I went through each box and re-labelled them. Incidentally, there were two matchbox designs; the ‘Pioneer’ one above, but the majority were all these quaint ‘Punch’ brand:
Each box contained a similar number of characters as before, but instead of upper and lowercase there were two sizes of caps:
I don’t know if this is just saving on storage space or whether these were deliberately put together to form a small caps fount. There is a tell-tale angled serif on the apex of the cap A – I’ll send some prints to whoever identifies it first!
One of the boxes was chock full of spacing too.
There are also four wooden type cases, again labelled in a fine hand.
Two cases of caps and two of lowercase. I can’t tell the difference between them yet as they are very small and the labels have been amended and scuffed, so I will need to get some samples set up and print them off.
The ink stamp prints were not great and didn’t help in identifying the fount, but it’s a start!
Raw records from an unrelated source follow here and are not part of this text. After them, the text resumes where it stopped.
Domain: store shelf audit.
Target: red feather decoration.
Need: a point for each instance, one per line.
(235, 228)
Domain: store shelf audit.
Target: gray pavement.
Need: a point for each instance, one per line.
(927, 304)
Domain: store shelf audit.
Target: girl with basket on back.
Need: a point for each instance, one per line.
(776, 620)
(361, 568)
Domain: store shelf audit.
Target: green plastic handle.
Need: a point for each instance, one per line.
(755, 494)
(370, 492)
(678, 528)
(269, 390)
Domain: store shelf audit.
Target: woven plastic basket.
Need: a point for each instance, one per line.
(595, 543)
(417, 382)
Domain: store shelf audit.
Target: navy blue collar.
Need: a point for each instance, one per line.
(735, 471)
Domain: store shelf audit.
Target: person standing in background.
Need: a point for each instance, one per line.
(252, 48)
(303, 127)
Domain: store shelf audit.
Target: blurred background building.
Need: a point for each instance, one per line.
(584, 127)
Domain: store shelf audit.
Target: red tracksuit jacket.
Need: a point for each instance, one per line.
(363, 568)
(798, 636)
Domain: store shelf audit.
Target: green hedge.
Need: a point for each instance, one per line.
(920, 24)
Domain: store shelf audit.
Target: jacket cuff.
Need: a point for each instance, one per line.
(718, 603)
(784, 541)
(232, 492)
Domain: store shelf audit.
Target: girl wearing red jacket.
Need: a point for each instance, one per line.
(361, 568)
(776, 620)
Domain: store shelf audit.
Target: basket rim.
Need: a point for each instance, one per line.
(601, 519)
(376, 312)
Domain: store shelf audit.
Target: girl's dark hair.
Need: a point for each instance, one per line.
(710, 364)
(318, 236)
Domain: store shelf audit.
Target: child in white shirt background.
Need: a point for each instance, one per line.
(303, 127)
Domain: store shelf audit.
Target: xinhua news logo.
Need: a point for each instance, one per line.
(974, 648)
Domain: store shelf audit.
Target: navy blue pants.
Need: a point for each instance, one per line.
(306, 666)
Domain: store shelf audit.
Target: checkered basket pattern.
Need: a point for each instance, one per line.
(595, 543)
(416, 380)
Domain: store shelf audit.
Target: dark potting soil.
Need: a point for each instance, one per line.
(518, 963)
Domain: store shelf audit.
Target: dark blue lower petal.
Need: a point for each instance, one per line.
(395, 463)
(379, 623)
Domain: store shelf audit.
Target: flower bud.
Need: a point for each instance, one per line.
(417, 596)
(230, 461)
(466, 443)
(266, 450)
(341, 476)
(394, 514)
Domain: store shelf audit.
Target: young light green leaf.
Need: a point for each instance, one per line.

I suppose I shall just have do some printing then. Ho hum! First off, I dug out one of my larger blackletter founts – I have three – and this one probably the most formal of the three. I don’t know what the fount is called. I have tried to match it against a number of samples, and it is similar to Wedding Text and a bit like Festival Text, but exactly either of them. I have put out a request for help on Briar Press (honestly, those folks are truly letterpress experts – if they don’t know, I think I’m stuck!) and also checked out the Script Font Identification Guide on Bowfin Printworks excellent site, but still left in the dark.
Anyway, I set up a headline and then used the tiny type from the little round boxes I showed you earlier.
It didn’t look in great condition as I was setting it; quite well-worn in places. These shots were taken just as I finished setting them and were thoroughly cleaned prior to printing. I like the quality of the images when te type is grubby!
Well, with the press inked up with Prussian Blue, I got quite productive. I used far less paper in setting up than I did previously, indicating that I had learned something from the last print session!
I was still a little heavy on the bottom right, and I was right about the small type being a bit worn, but I like the contrast between the sharp, fine lines of the blackletter script and the rather tired roman.
I went on to set up another forme almost immediately afterwards and decided to try out a couple of other, as yet, unused founts, namely this rather handsome Rockwell Bold Shadow and Univers Bold condensed italic. I also put in some nifty little border characters across the top, and a solid bar beneath.
Again, I love these close-ups showing many years of grime and stubborn understains!
And there you go, this time in a very dark grey (I must get some more colours!) These were printed about an hour ago – still have ink on my fingers!
I got a few decent prints too. The lines are crisp and sharp – I am more impressed by this press every time I use it!
I also ran quite a few lightly pressed versions – the idea behind this one is that it is deliberately incomplete to suggest that it is actually ‘still loading.’
Intend to make these available digitally as wallpaper for desktops, as well as package them up as a series in little envelopes and leave them around for people to stumble upon.
The border characters were pretty successful too. Not bad for 4mm blocks…
These prints were done in a much more leisurely fashion, probably due to the confidence built upon previous trials and not worrying too much about the time I take. My approach this time was much more practical – I know that the press works and that it isn’t a mammoth task to get set up, print and clean up again, so I just went for it. Each print run last for about an hour, including setting up and cleaning afterwards, but not the typesetting – that took much longer because I tend to faff about too much and keep changing my mind.